Die Polizei rät allen Fahrer:innen, sich stets an die geltenden Tempolimits zu halten und ihre Fahrweise den aktuellen Verkehrssituationen anzupassen. Das kann helfen, nicht nur Bußgelder zu vermeiden, sondern auch Leben zu retten. Es ist wichtig, ordentlich zu fahren und sich nicht ablenken zu lassen: Denkt daran, dass die Nutzung von Blitzer-Apps während der Fahrt verboten ist, auch wenn das Smartphone nicht aktiviert ist.
Ein Blick auf mobile Blitzer
Mobile Blitzer sind ein ständiger Begleiter im Münchener Straßenverkehr. Sie tragen dazu bei, dass die Einhaltung der Geschwindigkeitsbegrenzungen besser überwacht werden kann, besonders in kritischen Bereichen, wo viele Unfälle passieren. Das schnelle Erkennen von Verstößen schützt nicht nur die Insassen von Fahrzeugen, sondern auch Fußgänger.

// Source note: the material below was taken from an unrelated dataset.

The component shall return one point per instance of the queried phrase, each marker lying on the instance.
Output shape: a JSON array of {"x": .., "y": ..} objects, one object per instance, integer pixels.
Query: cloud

Betroffene erhalten in der Regel einige Tage bis Wochen nach einem Verstoß Post in Form eines Anhörungsbogens. Es besteht die Möglichkeit, innerhalb von bis zu zwei Wochen Einspruch einzulegen, wie in verschiedenen Berichten betont wird. Das sorgt dafür, dass die Fahrer:innen rechtzeitig über ihre Verstöße informiert werden.
Insgesamt ist klar: Ein gutes Händchen bei der Geschwindigkeitskontrolle und ein wachsames Auge auf die Verkehrssituation können nicht nur Bußgelder sparen, sondern auch Leben retten. Halten Sie sich an die Regeln und fahren Sie sicher durch München!